Breast cancer is the most common cancer in women worldwide. Predictive and prognostic factors are not yet sufficient to allow for individualised therapies and optimal treatment for this very heterogenous disease. For several years, gene expression analysis has been studied as a useful method for routine diagnosis. It is considered to be a promising complement to established routine parameters in breast cancer characterisation for the prognosis of disease outcome and therapy response.
In this study primary mamma carcinomas from patients treated with neoadjuvant therapy were analysed. Correlations between gene expression profiles and clinical parameters (tumour- and patient-associated) were detected using a breast-cancer-related microarray, which was specifically designed within the project. The primary focus of the work was to analyse if, (i) different breast tumours could be distinguished based on their expression profiles, (ii) there are any correlations between tumour categories and clinical characteristics, and (iii) single genes could be identified that show significant expression characteristics in the analysed tumours.

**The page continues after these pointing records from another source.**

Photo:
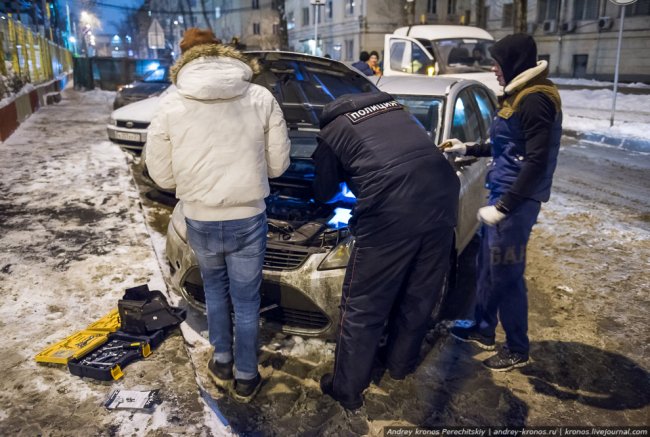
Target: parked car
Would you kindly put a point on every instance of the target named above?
(441, 50)
(128, 125)
(308, 242)
(153, 83)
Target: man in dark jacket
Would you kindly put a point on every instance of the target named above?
(362, 64)
(525, 141)
(407, 200)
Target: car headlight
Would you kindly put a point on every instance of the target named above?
(178, 221)
(339, 256)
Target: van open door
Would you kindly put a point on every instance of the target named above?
(406, 56)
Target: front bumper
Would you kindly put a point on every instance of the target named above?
(303, 301)
(133, 139)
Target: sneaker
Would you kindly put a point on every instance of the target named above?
(505, 360)
(221, 373)
(327, 387)
(473, 335)
(246, 389)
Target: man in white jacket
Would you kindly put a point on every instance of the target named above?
(217, 139)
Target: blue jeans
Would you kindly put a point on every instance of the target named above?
(230, 255)
(501, 288)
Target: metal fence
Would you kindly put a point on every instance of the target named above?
(31, 54)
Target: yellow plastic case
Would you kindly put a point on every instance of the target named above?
(109, 323)
(74, 346)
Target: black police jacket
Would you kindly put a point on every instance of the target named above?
(403, 184)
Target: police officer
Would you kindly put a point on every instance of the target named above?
(525, 141)
(407, 199)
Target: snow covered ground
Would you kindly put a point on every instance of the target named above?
(73, 238)
(588, 111)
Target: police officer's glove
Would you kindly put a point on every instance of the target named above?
(490, 215)
(453, 145)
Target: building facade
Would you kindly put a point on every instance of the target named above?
(341, 28)
(577, 37)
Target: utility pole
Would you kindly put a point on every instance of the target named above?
(317, 4)
(410, 11)
(622, 4)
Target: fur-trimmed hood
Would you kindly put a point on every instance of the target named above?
(213, 71)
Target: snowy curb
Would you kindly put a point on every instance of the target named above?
(632, 144)
(19, 107)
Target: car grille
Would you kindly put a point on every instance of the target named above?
(280, 258)
(300, 318)
(287, 305)
(135, 124)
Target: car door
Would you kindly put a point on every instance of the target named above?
(407, 56)
(468, 125)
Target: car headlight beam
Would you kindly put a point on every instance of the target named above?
(339, 256)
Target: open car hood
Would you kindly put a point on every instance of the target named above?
(304, 84)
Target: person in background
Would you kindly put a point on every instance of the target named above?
(373, 62)
(217, 139)
(403, 234)
(362, 64)
(525, 141)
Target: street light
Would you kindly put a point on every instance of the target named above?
(317, 4)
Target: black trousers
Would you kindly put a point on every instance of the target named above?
(401, 280)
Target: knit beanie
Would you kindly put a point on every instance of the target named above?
(195, 36)
(514, 54)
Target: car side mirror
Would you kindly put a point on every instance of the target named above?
(464, 161)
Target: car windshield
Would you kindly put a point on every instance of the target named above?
(426, 109)
(303, 88)
(464, 55)
(159, 75)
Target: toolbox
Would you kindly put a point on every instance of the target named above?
(75, 346)
(106, 362)
(109, 323)
(81, 342)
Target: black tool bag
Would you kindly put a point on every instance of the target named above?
(144, 311)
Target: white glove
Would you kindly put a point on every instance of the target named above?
(453, 145)
(490, 215)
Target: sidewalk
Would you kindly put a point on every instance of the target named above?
(587, 114)
(73, 238)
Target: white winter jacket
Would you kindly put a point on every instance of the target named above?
(217, 138)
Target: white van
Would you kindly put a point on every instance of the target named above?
(441, 50)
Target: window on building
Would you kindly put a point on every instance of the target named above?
(349, 49)
(585, 10)
(451, 7)
(548, 10)
(640, 7)
(508, 15)
(349, 7)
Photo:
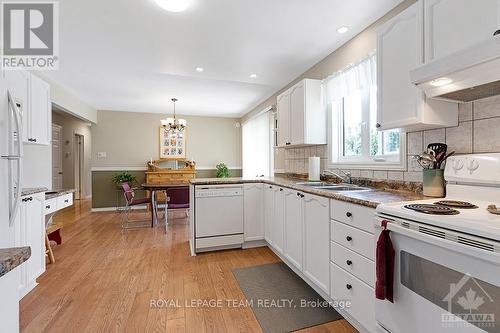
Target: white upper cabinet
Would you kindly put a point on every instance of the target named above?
(283, 105)
(301, 116)
(40, 112)
(253, 212)
(400, 48)
(453, 25)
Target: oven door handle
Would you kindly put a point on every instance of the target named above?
(446, 244)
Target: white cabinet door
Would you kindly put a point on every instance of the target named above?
(452, 25)
(30, 231)
(277, 227)
(18, 82)
(40, 111)
(297, 113)
(399, 49)
(268, 213)
(317, 240)
(253, 212)
(293, 227)
(283, 106)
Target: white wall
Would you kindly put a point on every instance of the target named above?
(130, 139)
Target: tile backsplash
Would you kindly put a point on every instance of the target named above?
(478, 131)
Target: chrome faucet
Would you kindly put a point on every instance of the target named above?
(346, 177)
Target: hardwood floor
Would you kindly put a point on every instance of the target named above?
(105, 279)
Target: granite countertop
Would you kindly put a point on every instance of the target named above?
(33, 190)
(369, 198)
(13, 257)
(57, 193)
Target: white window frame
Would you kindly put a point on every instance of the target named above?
(336, 159)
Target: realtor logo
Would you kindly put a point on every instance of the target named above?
(30, 35)
(468, 302)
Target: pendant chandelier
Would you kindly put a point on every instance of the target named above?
(174, 126)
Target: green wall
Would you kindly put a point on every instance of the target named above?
(106, 194)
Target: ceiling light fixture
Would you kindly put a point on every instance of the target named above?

On a functional level the expression of steroid hormone and growth factor pathways was identified as a significant difference between the analysed tumours. Both pathways are closely related and affect tumour progression and therapy response in breast cancer. Furthermore, the determined gene expression profiles were used for tumour clustering, resulting in five tumour clusters associated with distinct clinical characteristics. The cluster analysis further indicated that tumour samples from one patient are more closely related to each other than tumour samples from different patients, independent of the method or time (before or after treatment) of the tissue sampling.
The dominant role of estrogen and steroid biosynthesis in breast cancer is one conclusion of the present study. The complex mechanisms influencing the disease require further studies concerning additional molecular levels (genome, proteome, metabolome) and outcomes (genes/gene products, therapies, survival/disease-free survival) for the long-term goal of individualised breast cancer treatment.